O senador Cássio Cunha Lima (PSDB-PB) divulgou artigo em que relata, na ótica de criança, as suas impressões sobre a ditadura militar que neste dia 31 de março completa 50 anos do golpe militar. Cássio aborda o período de cassação do seu pai, o Poeta Ronaldo Cunha Lima, da prefeitura de Campina Grande, semanas após tomar posse, em março de 1969, a necessidade que toda a família teve de sair de Campina Grande e toda a tristeza e danos que aquele momento histórico causou.
Ditadura
Com ditadura, não se brinca! Aprendi desde menino. Ditadura é o comando contrário ao desejo do povo, a quem se deve o Poder, de quem o poder não sai e através de quem o poder tem que ser realizado.
Eu sempre me realizei em casa cheia de gente. Daí, meu afeto por povo! Nasci em eleições e nunca – mas nunca mesmo – deixei os abraços pelos confortos dos gabinetes, tão comuns às ditaduras e a seus gestos. Ditadura é tão ruim, que vicia até a vítima, pelo descrédito na própria força.
Eu era criança, quando meu pai, o Poeta Ronaldo, foi escolhido pelo povo da nossa adorada Campina Grande para conduzir seus destinos na Prefeitura. A eleição foi tão linda quando exigente: o poeta enfrentava um emblema da tradição campinense, mas exibia a renovação e a coragem de enfrentar aquele momento em que o Golpe Militar de 1964 tornava-se ainda mais duro e militarizado.
O poeta venceu!
Na Prefeitura, não passou de alguns dias a esperança do povo.
O Poeta foi cassado com base no Ato Institucional nº 5, editado no final do ano anterior.
Perdeu o povo campinense a indicação e o mandato que outorgara nas eleições! Mas, não apenas o povo! Perdemos também nós: o poeta e a família.
Quando saímos da Campina, porque não podíamos ficar na cidade, sem riscos à vida – inclusive e principalmente social -, deixamos amigos, a rua, o bairro…
Lembro, agora, o campinho do Pé de Jaca, na casa de vovó Nenzinha, onde disputávamos nossas partidas de futebol, imitando a seleção bicampeã do mundo, com os nomes, símbolos e gestos dos jogadores.
Quando saímos da cidade, eu olhei para trás e ainda guardo os rostos de Estélio, do Mago Eduardo, de Henrique Neguin e de Gilbran Asfora. Ainda hoje, eu os vejo cintilando nas lágrimas.

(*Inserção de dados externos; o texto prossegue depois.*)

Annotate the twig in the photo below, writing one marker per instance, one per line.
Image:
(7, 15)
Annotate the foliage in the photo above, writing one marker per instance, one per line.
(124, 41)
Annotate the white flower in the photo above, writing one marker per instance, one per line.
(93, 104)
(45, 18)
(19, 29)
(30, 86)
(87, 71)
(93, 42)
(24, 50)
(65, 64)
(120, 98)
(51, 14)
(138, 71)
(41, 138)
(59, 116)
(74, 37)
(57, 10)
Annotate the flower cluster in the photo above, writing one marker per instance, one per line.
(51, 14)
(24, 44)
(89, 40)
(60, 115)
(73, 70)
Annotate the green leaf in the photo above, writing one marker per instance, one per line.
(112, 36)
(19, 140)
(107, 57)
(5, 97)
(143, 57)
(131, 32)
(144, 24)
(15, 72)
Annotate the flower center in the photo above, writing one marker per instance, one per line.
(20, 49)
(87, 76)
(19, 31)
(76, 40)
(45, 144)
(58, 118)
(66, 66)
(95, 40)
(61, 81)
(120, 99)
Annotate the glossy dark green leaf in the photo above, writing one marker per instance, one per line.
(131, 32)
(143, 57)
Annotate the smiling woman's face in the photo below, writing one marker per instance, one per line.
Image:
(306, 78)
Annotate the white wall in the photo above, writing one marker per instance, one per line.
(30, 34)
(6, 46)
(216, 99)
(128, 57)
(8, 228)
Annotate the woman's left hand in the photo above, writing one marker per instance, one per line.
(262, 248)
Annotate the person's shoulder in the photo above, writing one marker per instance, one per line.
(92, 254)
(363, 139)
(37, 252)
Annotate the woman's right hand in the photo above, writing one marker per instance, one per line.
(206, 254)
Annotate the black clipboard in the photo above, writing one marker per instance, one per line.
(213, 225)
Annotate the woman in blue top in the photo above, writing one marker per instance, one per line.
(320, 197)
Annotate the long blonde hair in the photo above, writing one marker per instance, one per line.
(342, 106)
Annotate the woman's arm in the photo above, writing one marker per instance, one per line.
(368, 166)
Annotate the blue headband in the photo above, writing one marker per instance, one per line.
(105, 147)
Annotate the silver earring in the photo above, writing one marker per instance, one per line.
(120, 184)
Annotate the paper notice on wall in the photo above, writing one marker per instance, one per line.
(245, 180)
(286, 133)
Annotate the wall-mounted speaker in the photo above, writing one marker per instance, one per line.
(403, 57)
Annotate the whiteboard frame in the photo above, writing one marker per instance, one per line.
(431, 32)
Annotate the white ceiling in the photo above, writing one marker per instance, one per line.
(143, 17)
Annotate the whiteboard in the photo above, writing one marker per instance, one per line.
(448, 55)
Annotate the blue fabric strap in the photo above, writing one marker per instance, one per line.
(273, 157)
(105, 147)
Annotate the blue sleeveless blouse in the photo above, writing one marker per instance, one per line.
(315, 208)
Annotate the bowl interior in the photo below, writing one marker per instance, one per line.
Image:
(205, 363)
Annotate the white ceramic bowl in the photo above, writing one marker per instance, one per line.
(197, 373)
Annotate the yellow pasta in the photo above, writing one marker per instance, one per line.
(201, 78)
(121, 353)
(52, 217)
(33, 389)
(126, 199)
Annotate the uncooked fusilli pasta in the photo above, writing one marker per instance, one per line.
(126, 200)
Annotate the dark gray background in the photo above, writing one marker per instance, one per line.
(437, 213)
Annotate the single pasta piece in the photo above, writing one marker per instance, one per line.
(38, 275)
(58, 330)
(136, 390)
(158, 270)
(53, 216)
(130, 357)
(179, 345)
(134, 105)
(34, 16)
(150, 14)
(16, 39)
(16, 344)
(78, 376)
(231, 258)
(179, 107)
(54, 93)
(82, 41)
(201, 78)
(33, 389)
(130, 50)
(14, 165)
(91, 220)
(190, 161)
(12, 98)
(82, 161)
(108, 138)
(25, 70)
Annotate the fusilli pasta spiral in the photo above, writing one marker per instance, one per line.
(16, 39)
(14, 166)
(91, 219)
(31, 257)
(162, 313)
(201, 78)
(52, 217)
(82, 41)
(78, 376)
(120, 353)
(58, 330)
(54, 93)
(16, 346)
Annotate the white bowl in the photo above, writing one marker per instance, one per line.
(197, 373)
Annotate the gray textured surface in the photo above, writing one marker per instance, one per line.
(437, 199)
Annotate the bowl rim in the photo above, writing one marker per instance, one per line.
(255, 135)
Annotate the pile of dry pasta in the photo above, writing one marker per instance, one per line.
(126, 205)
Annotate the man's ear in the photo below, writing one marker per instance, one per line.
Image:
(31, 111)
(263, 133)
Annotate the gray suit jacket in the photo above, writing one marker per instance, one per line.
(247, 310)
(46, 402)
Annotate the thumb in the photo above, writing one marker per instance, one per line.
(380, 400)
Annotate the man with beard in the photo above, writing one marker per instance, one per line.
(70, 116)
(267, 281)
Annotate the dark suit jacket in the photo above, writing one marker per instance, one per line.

Chegamos ao Rio de Janeiro ainda com lágrimas, com a cultura nordestina, com o sotaque e essas lembranças.
Ainda que a cidade do exílio pudesse ser nossa, Campina foi deixando de ser lembrança e passou a ser objetivo. Mas, tudo a custo de muita discriminação, que superamos com a coragem de quem quer sempre voltar.
Ainda criança, eu aprendi que ditadura não é brincadeira.